Given genotype information (SNP allele frequencies) from different pooled populations, how can I calculate the probability (or significance, or some confidence value) of the populations having different allele frequencies? I'm not terribly interested (and it's easy to do anyway) in estimating the actual allele frequencies, just the probability of it differing.
E.g. if I have alleles A and C, with observed frequencies of 9/3 and 6/1, I can estimate minor allele frequency to 0.33 and 0.17, respectively, but is the difference significant - and what is the p-value?
Or more generally: given two set of samples from binomial distributions with success probabilities p1 and p2, how can I calculate the probability of p1=p2?
It seems this would be a rather fundamental task, but I haven't found any good source on how to do this, and my statistics-fu seems to have rusted...
Yes, I have #3, that is, moderate to deep sequencing of pools of individuals from separate populations. I've used bcftools, but it seems to be geared towards having two genotypes, and the documentation is a bit impenetrable. I can try -T pair, but I think it's better if I just write my own solution for this - that way it will be comprehensible to me.

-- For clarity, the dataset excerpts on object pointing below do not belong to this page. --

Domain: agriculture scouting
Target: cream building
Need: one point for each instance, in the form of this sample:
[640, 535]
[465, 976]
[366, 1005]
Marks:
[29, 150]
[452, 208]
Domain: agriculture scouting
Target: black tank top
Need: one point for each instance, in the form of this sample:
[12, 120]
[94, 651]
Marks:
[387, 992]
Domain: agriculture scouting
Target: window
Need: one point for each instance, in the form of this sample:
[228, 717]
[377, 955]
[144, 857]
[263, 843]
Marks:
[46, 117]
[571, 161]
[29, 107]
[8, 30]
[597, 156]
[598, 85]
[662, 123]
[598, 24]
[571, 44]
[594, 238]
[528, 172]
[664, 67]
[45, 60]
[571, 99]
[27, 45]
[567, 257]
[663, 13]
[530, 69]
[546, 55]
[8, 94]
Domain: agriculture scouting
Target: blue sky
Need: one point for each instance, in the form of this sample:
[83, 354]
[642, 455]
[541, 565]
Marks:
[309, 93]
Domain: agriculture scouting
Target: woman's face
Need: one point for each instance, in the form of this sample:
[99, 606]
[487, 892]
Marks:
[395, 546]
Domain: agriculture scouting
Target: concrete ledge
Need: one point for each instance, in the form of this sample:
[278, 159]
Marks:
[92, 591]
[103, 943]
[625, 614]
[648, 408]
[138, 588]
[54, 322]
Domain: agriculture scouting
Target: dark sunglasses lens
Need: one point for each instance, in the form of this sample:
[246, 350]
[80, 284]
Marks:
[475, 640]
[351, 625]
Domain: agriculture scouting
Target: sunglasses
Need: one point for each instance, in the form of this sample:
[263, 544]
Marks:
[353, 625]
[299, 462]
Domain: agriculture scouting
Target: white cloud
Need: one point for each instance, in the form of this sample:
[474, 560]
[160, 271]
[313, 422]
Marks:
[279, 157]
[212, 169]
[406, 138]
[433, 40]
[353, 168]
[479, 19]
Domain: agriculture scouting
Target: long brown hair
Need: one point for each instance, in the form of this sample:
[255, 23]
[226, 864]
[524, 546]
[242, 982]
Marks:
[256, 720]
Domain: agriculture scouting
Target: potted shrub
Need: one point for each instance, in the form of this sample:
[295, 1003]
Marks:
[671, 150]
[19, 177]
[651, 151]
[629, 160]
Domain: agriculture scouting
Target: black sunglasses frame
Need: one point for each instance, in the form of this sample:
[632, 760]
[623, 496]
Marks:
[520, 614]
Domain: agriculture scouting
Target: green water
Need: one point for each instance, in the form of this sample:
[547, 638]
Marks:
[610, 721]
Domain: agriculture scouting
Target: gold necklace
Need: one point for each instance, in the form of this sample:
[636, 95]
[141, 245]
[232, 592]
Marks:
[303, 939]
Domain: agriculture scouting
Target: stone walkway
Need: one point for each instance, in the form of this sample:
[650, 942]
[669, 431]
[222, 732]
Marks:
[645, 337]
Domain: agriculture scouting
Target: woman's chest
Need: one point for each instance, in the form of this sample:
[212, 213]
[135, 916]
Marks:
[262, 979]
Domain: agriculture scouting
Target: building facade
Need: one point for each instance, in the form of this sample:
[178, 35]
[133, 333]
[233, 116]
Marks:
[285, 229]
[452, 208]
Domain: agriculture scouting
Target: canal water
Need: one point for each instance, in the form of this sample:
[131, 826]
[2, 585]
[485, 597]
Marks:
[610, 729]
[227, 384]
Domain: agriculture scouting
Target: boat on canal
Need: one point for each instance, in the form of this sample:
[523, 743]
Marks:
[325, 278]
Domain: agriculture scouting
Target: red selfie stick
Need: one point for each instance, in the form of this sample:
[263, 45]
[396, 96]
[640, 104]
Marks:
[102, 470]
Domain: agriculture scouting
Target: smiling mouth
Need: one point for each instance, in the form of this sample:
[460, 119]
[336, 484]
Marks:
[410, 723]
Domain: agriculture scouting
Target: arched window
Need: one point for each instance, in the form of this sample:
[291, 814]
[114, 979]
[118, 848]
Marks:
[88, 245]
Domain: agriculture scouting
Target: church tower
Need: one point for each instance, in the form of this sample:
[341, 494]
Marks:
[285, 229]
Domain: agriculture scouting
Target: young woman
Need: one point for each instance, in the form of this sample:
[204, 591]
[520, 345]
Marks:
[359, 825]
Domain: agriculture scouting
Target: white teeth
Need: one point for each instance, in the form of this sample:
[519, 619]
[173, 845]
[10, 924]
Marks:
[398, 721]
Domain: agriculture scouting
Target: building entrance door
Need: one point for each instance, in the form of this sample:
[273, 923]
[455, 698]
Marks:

Akamai seems to be struggling, so Boston College and github are slow as molasses right now, but I'll check out FreeBayes when they get back in order. From a cursory glance, it looks like just another SNP caller, with a zillion knobs and dials that needs manual adjustment - I'm not sure it will be any help.
When I have a few good variant candidates that are likely to be different, I can go back and do proper individual based genotyping, as in your #1.
Yeah, the freebayes option I remembered is:
"To run on pooled data, set the --pooled flag (which turns off the prior component derived from the probability of a specific distribution of heterozygotes and homozygotes given the allele frequency), and set --ploidy to the number of total copies of the genome in each pooled sample."
But like I said, I've never used it, so I can't vouch for it firsthand. I'd be curious to know if you try it out and it works.
In regards to option 3, could you explain how you would construct the likelihood ratio test (or provide a source with more information)?